No pudo terminar de hablar: Bran ahogó sus palabras con un puñetazo que lo impactó justo en la boca del estómago. Máel Dub se retorció de dolor, y hubiera caído de rodillas de no ser porque el pequeño muchacho lo agarró por el cuello y lo levantó como un muñeco de trapo. El anmcharae pataleaba en el aire, con sus manos crispadas alrededor de los antebrazos de Bran, luchando por liberarse de su poderoso agarre, pero no había caso. El fuego en los ojos del muchacho ardía ahora como un incendio en el bosque. Colum no podía dar crédito a lo que veía: ¿cómo podía haber tal fuerza en aquellos miembros?
- Escúchame y escúchame bien, miserable – dijo Bran, mirando con furia al monje –: regresa por donde viniste y olvida todo lo que ocurrió aquí. Como vuelvas a levantar un dedo en mi contra, te partiré en dos como hice con tu mugroso bastón, arrojaré tu cuerpo al río y llegará al mar antes de que puedan encontrarlo. Y entiende esto de una buena vez: Colum está bajo mi protección.
Dicho esto, soltó el cuello del anmcharae y lo dejó caer en el agua baja. Máel Dub jadeó aliviado, llevándose aire a los pulmones con avidez. Cuando se levantó trabajosamente, su rostro estaba desfigurado en una mueca de rabia y terror.
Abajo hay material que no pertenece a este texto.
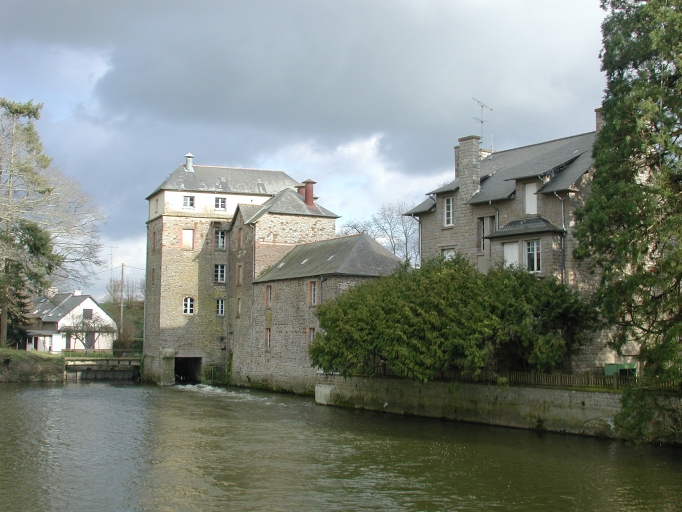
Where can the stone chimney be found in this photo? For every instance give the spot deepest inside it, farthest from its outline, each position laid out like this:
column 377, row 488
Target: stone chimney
column 188, row 162
column 309, row 198
column 600, row 118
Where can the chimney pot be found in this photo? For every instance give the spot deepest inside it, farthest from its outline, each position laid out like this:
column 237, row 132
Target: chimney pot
column 309, row 198
column 599, row 118
column 188, row 162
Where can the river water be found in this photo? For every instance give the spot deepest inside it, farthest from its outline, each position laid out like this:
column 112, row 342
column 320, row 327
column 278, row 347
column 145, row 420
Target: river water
column 104, row 446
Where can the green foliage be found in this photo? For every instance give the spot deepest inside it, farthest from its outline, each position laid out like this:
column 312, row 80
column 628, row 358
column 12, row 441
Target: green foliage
column 448, row 315
column 631, row 225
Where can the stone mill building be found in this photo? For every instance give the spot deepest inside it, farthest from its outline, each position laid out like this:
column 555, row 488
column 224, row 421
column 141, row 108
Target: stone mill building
column 212, row 232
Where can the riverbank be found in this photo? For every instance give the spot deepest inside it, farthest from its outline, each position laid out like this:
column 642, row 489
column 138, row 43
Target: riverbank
column 30, row 366
column 561, row 410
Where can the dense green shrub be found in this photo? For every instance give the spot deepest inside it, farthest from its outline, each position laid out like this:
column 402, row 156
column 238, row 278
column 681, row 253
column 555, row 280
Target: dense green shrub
column 447, row 315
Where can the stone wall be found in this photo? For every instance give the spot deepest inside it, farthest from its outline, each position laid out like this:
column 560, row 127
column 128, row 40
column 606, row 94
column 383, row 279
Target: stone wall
column 174, row 273
column 286, row 364
column 556, row 410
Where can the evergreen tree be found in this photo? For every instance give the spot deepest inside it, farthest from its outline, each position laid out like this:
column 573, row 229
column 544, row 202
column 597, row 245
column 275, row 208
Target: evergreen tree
column 631, row 225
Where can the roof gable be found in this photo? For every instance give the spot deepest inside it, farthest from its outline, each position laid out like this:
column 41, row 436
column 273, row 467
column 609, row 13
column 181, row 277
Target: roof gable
column 227, row 180
column 356, row 255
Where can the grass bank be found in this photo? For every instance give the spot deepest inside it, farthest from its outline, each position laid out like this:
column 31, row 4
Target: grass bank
column 31, row 366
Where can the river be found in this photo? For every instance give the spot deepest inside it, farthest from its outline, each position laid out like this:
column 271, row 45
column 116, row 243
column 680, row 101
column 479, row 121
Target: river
column 105, row 446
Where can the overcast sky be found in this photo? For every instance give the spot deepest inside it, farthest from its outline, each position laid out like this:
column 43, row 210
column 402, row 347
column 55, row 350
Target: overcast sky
column 365, row 97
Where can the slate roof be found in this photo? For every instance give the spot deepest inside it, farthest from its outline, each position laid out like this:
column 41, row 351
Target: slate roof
column 526, row 226
column 286, row 202
column 423, row 207
column 228, row 180
column 356, row 255
column 561, row 161
column 57, row 307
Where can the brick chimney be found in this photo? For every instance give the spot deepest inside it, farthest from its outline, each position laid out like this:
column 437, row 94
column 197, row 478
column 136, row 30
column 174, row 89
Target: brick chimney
column 468, row 166
column 309, row 192
column 600, row 118
column 188, row 162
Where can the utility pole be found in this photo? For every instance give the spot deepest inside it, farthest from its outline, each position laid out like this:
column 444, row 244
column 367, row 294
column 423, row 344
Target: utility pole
column 120, row 327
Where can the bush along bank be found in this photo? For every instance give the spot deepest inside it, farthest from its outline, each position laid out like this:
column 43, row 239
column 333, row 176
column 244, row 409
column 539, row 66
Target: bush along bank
column 31, row 366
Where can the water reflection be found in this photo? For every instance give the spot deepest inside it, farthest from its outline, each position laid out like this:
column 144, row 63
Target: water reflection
column 135, row 447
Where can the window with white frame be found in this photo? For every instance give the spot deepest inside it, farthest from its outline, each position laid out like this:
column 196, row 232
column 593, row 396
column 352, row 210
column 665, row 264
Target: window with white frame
column 188, row 306
column 448, row 204
column 448, row 254
column 312, row 293
column 219, row 273
column 531, row 198
column 268, row 296
column 188, row 239
column 219, row 237
column 533, row 256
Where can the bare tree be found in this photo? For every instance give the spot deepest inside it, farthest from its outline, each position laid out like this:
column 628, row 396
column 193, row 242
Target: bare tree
column 388, row 226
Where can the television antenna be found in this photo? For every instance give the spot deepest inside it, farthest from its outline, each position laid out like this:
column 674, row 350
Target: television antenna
column 480, row 119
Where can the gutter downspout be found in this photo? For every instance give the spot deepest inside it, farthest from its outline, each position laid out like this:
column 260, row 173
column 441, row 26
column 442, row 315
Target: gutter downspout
column 563, row 236
column 228, row 311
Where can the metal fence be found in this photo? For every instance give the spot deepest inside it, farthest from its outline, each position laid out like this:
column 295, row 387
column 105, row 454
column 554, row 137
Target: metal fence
column 587, row 381
column 103, row 353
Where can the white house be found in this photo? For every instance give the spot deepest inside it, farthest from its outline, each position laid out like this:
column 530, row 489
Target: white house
column 66, row 321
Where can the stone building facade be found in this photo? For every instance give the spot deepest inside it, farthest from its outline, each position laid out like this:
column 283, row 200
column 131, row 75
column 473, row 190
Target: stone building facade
column 275, row 330
column 517, row 207
column 187, row 259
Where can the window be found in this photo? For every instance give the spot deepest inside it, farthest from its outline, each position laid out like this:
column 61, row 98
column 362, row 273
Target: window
column 531, row 199
column 219, row 273
column 447, row 211
column 188, row 239
column 484, row 227
column 219, row 237
column 312, row 293
column 533, row 256
column 511, row 254
column 448, row 254
column 188, row 306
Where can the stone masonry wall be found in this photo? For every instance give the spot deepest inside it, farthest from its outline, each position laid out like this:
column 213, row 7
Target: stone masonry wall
column 286, row 365
column 179, row 273
column 557, row 410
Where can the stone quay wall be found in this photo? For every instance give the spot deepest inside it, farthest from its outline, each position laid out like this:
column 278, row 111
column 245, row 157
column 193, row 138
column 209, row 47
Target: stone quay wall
column 555, row 410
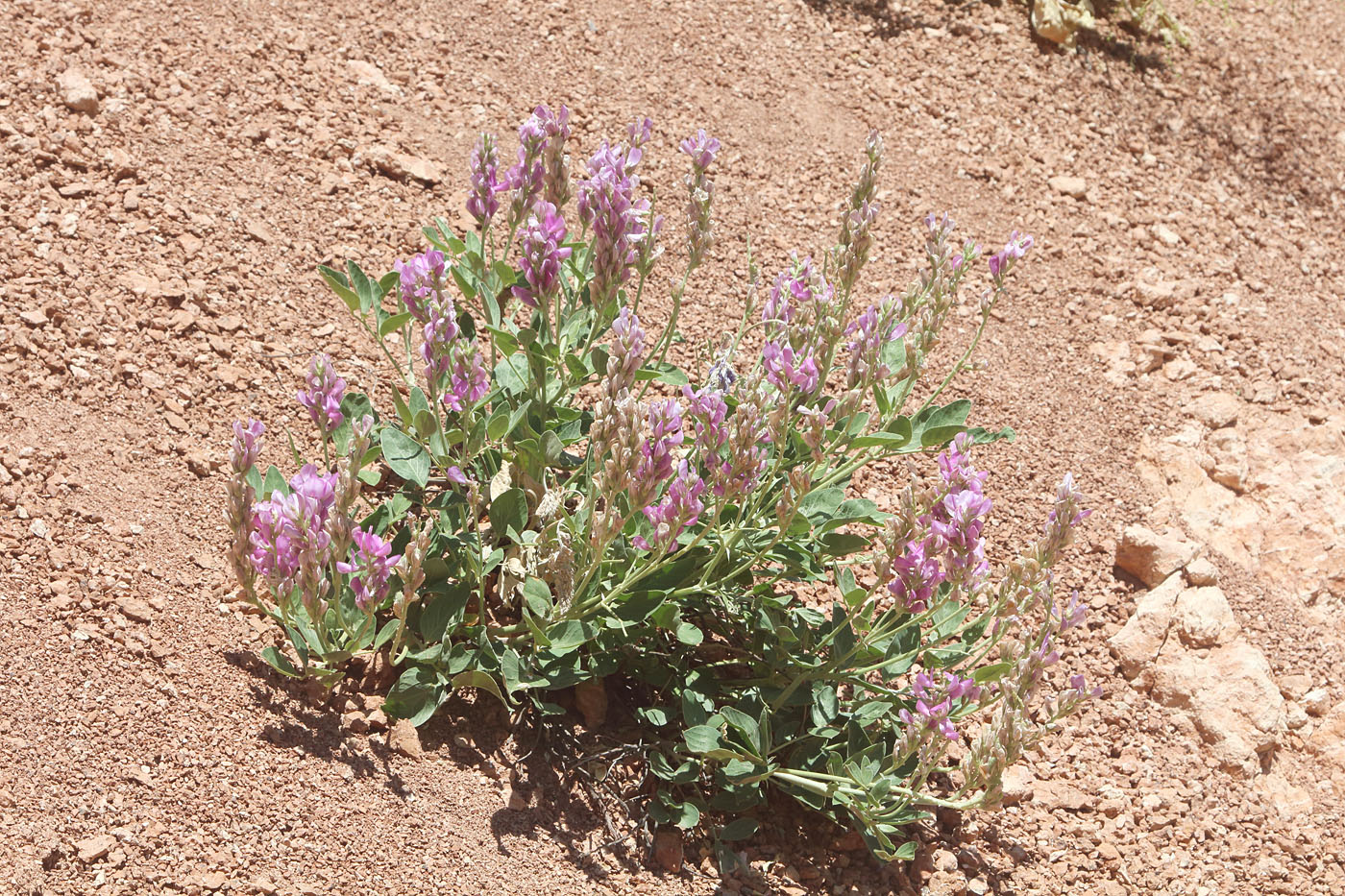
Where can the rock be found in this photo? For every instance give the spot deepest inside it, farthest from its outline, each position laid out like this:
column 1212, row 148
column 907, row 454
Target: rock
column 1293, row 463
column 1228, row 459
column 1138, row 642
column 1230, row 697
column 1166, row 235
column 1201, row 572
column 403, row 739
column 94, row 848
column 1294, row 687
column 591, row 700
column 515, row 799
column 1328, row 739
column 1154, row 294
column 668, row 849
column 1294, row 715
column 1059, row 794
column 134, row 608
column 1152, row 557
column 1068, row 186
column 1216, row 409
column 1286, row 798
column 78, row 93
column 1017, row 785
column 372, row 76
column 1317, row 701
column 400, row 166
column 259, row 231
column 1204, row 618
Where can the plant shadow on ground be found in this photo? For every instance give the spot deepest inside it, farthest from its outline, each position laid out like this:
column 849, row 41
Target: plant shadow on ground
column 538, row 764
column 475, row 731
column 1132, row 46
column 305, row 720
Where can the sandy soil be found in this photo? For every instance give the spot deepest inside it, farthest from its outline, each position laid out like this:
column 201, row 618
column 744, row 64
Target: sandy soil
column 157, row 278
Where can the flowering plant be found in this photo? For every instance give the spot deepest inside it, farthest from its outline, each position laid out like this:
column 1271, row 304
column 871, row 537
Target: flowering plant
column 540, row 502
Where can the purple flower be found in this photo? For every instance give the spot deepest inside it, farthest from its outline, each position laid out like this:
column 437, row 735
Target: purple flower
column 915, row 576
column 721, row 375
column 421, row 280
column 369, row 567
column 555, row 184
column 1073, row 615
column 527, row 177
column 323, row 396
column 1013, row 251
column 681, row 507
column 868, row 336
column 289, row 532
column 962, row 688
column 784, row 368
column 639, row 132
column 699, row 233
column 708, row 412
column 665, row 437
column 483, row 201
column 440, row 335
column 246, row 446
column 542, row 255
column 701, row 148
column 470, row 379
column 932, row 714
column 627, row 350
column 623, row 230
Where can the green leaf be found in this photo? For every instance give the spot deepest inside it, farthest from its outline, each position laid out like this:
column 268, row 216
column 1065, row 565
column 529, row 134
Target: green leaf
column 739, row 829
column 363, row 288
column 275, row 482
column 479, row 680
column 822, row 503
column 278, row 661
column 406, row 458
column 826, row 707
column 689, row 634
column 941, row 436
column 701, row 739
column 393, row 323
column 336, row 280
column 538, row 596
column 905, row 852
column 665, row 373
column 840, row 544
column 510, row 509
column 568, row 635
column 984, row 436
column 990, row 673
column 416, row 695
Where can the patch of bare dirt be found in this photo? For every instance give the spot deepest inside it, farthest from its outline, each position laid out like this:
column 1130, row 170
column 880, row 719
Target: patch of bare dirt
column 172, row 173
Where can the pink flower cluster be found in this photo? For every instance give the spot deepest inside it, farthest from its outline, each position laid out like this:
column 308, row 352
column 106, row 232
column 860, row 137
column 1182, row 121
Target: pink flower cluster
column 323, row 396
column 453, row 366
column 544, row 251
column 623, row 227
column 934, row 702
column 370, row 566
column 952, row 547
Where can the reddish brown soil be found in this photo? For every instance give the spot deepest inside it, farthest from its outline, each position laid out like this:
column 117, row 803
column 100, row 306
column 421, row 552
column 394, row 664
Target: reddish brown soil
column 157, row 278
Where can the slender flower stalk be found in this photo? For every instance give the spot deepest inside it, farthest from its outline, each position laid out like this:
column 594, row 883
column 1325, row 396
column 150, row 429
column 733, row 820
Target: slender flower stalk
column 323, row 396
column 483, row 201
column 699, row 233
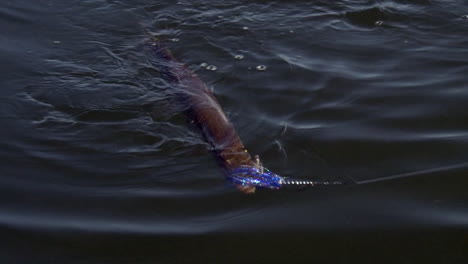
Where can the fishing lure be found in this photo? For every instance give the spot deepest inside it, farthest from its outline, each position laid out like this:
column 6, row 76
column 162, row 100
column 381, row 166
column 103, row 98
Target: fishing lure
column 260, row 176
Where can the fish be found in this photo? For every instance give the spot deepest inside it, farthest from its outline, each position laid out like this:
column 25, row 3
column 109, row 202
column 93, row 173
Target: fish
column 244, row 171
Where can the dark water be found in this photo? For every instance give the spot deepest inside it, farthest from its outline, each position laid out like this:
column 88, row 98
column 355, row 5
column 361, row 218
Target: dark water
column 99, row 166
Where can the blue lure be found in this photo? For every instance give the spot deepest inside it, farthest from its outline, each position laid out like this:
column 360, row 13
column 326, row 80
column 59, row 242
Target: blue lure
column 253, row 176
column 264, row 178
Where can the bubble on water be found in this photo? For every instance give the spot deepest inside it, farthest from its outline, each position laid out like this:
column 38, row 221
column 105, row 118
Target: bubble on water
column 211, row 68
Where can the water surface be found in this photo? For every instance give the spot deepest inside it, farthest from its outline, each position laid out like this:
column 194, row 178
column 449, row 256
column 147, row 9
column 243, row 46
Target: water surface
column 98, row 164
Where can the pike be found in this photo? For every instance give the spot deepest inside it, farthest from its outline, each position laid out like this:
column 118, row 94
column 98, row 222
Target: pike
column 245, row 172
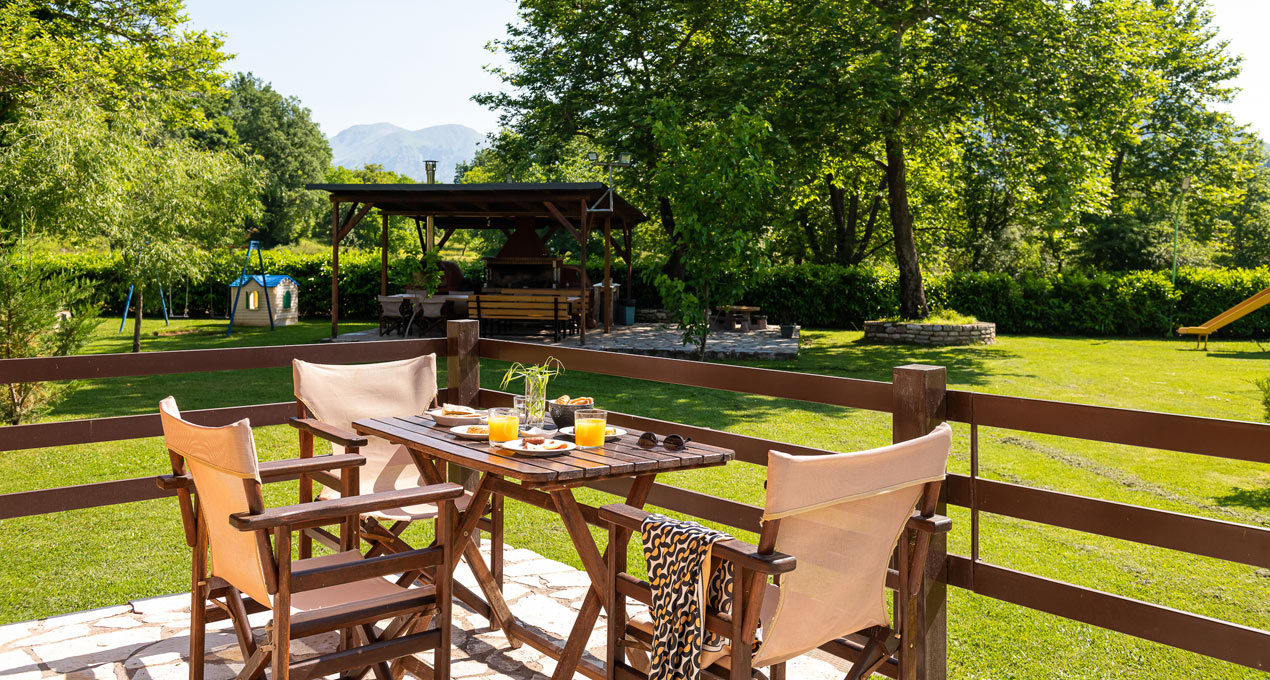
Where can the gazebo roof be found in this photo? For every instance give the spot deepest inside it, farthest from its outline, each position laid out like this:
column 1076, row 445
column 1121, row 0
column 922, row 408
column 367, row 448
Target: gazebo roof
column 483, row 206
- ¡Óyeme bien, Colum! ¡El alma de Rónán esta condenada, y la culpa es tuya! Porque de esto estoy seguro: fuiste tú quien sedujo al pobre muchacho. El demonio de la lujuria se ha infiltrado en Tamlacht, y eres tú quien le da asilo. Puedo oler su pestilencia en tu carne. ¡Estás maldito! Y arrastrarás contigo a todos los que se acerquen a ti –. Desvió la mirada y fijó sus ojos negros en Bran –. Y este mugroso pagano, este animal salvaje que han dejado suelto en medio de nosotros... ¡Pobre de él también! Porque ya me doy cuenta de que también quieres corromperlo. ¡Tal vez sea demasiado tarde para los dos!
Máel Dub se alejó, tan rápido como se lo permitía su cojera. Colum, exhausto y abatido, se dejó caer de rodillas.
- Qué pedazo de mierda... – murmuró Bran, con desprecio. Se acercó a Colum –. ¿Estás bien, amigo? ¿Te hizo daño? – Pero cuando intentó ayudarlo a incorporarse, el oblato lo rechazó con brusquedad. Ya había condenado a Rónán: no podía dejar que ocurriera lo mismo con Bran.